1) I'm assuming you're looking at a natural gas powered tankless heater because using an electric tankless heater would just increase your utility bill. Seems obvious, but I didn't see it in my skim of the thread so I wanted to point it out.
2) My parents' house has a tankless heater (Rheem). It turns on with flow rate, but also somehow regulates output temperature. IE with very cold input water and a very high flow rate it will run at full power and not achieve its target output temperature, but at lower flow rate/higher input temperature it will cut back the flame so that the output temperature stops going up. What this means for you is that it doesn't much matter how hot the return water from the tank is.
3) There are plenty of pumps you could use for this, and use that to trigger your on/off.
4) I suspect you'll want to operate with a reservoir like a trash can that you top off periodically, or with a big accumulator. If you totally seal the system and remove all air bubbles you'll have some pipe bursting pressure spikes when you warm it up.
5) Assuming you haven't already, I would put a lot of concern towards how you regulate it. I've seen a lot of cases where a poor control system cooked a tank. Too many times have I seen a temperature probe that fell out of the tank, stayed in but the ATO failed so it read air temperature, temperature probe in the display but heater in the sump and a failed return pump decoupled them, etc. Always a good idea, but more so as your heater gains the ability to cook the tank quickly rather than slowly.
6) Look into storage rules so that if you don't run the heaters all summer you don't end up with pinhole leaks in your heater. Some HXs have an upper period of time they want to be stagnant for. Hopefully that's covered for this application, but I've seen it in other HX situations so figured I'd mention it.
7) You may be able to cut the heater by cutting the power to it. This could be useful as you could cut the gas power before cutting the pump therefore not be constantly shutting down the system with the whole system hot. If you're only running the heater in the winter it won't matter as waste heat will warm your home, but if you plan to run a tank heater during parts of the year you are also running home A/C this would help.

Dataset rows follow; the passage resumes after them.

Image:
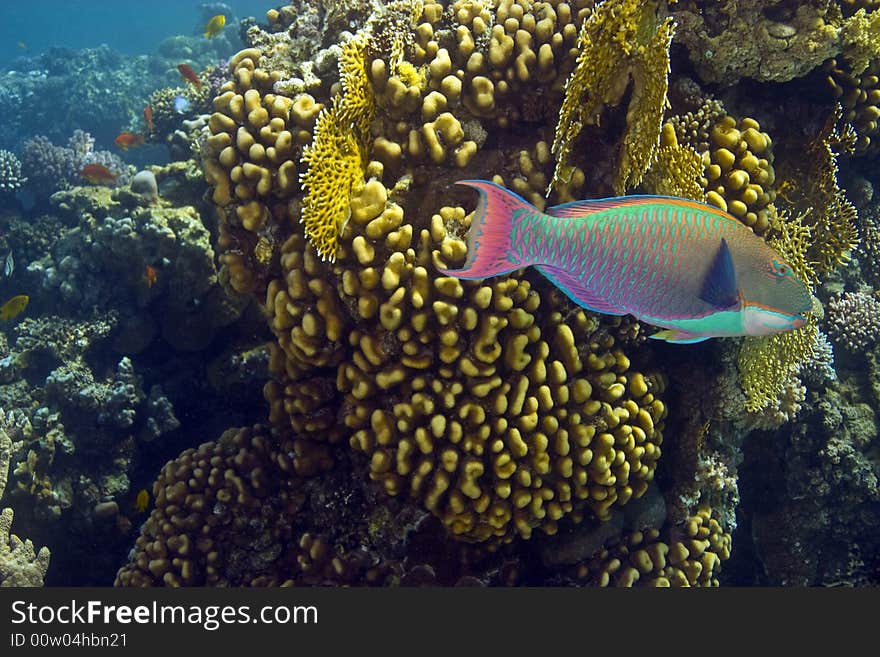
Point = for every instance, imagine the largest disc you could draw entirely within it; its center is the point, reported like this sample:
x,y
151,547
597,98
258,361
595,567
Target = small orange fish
x,y
142,501
148,119
14,307
127,140
215,25
189,75
98,173
150,275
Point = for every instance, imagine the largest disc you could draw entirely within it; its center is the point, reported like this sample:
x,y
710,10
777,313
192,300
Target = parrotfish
x,y
687,267
98,174
181,104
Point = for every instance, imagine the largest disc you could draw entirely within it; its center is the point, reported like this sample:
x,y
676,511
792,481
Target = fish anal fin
x,y
575,290
719,285
676,336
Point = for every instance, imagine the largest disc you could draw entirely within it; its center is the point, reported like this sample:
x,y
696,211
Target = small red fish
x,y
98,173
127,140
150,275
189,75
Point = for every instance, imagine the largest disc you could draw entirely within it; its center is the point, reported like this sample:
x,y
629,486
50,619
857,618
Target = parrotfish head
x,y
774,298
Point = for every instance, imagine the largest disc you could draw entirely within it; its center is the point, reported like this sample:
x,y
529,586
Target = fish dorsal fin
x,y
576,291
577,209
719,285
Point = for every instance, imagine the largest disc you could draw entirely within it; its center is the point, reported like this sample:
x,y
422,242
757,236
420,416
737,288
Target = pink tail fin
x,y
490,238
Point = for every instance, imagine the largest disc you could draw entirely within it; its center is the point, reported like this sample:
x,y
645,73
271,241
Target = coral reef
x,y
51,168
11,177
853,321
20,563
816,522
115,236
764,40
685,555
619,41
496,408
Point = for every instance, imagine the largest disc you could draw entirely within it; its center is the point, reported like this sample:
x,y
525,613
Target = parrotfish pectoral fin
x,y
575,291
678,337
490,251
719,285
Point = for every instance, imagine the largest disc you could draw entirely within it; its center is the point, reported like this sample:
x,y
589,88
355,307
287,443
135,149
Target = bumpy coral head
x,y
775,297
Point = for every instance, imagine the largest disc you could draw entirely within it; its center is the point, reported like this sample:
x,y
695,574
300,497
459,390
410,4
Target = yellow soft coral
x,y
337,156
677,169
621,40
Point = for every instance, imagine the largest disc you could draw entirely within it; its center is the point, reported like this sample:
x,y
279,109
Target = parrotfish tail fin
x,y
490,238
678,337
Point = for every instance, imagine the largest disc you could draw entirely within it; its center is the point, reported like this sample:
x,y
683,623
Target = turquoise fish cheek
x,y
764,321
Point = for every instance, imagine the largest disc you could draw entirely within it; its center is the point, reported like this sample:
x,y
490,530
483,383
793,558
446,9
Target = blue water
x,y
129,26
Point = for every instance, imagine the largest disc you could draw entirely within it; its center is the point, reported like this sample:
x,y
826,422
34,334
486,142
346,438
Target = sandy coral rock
x,y
224,515
860,96
20,563
689,554
853,320
730,41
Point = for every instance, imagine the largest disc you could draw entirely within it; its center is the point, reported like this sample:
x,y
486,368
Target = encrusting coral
x,y
20,563
542,429
686,555
496,406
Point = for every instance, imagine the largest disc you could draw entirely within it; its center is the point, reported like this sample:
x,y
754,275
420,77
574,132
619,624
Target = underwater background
x,y
228,356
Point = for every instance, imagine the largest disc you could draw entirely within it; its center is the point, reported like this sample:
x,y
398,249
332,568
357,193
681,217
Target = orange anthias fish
x,y
127,140
150,275
97,174
14,307
189,75
142,501
215,25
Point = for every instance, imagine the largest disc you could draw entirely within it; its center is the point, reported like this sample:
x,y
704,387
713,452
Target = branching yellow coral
x,y
676,170
813,190
337,155
621,40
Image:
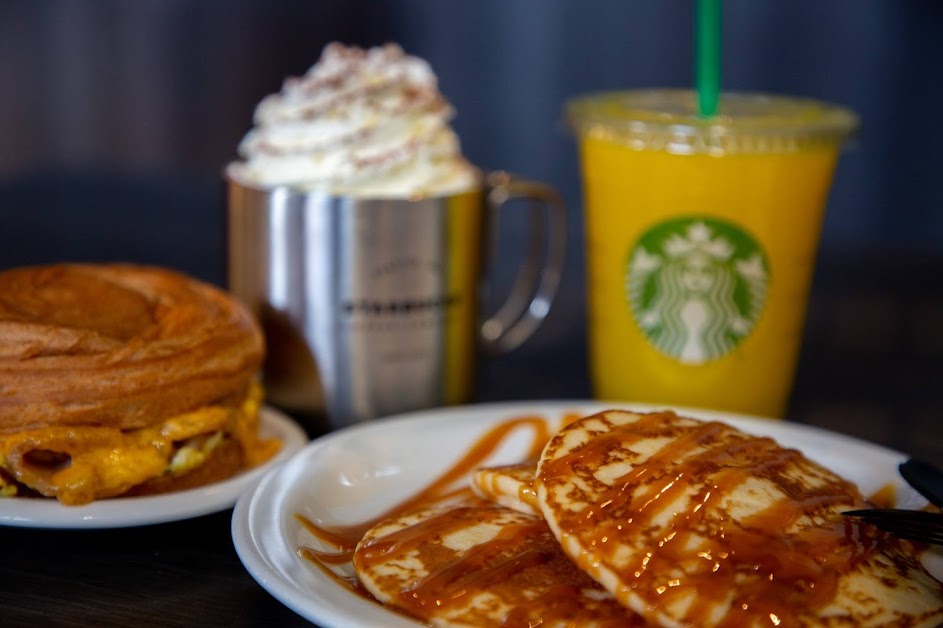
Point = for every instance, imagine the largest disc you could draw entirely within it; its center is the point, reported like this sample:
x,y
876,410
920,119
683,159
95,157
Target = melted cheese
x,y
80,464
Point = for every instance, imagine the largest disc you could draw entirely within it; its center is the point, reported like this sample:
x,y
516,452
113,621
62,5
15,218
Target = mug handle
x,y
538,276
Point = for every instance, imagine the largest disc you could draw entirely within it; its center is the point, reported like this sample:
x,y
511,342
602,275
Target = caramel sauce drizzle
x,y
775,573
344,539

8) Remember that insulating the tank (and using thin lids to cut down on evaporation) can make a huge difference in your heating (and chilling) needs. Holding temperature while evaporating a gallon of water per day requires adding 107 continuous watts of power. Evaporating 5 gpd is 535 watts continuously. Helpful in the summer if you need to chill the tank, but less so in the winter when it's an expensive way to add humidity to the air.
9) You could instead pull from your home's main hot water heater. You can get purpose built pumps designed to run hot water at pressure. From a failure perspective though I'd rather have a closed system at no real pressure get a leak than have a pressurized system with effectively infinite volume behind it spring a leak.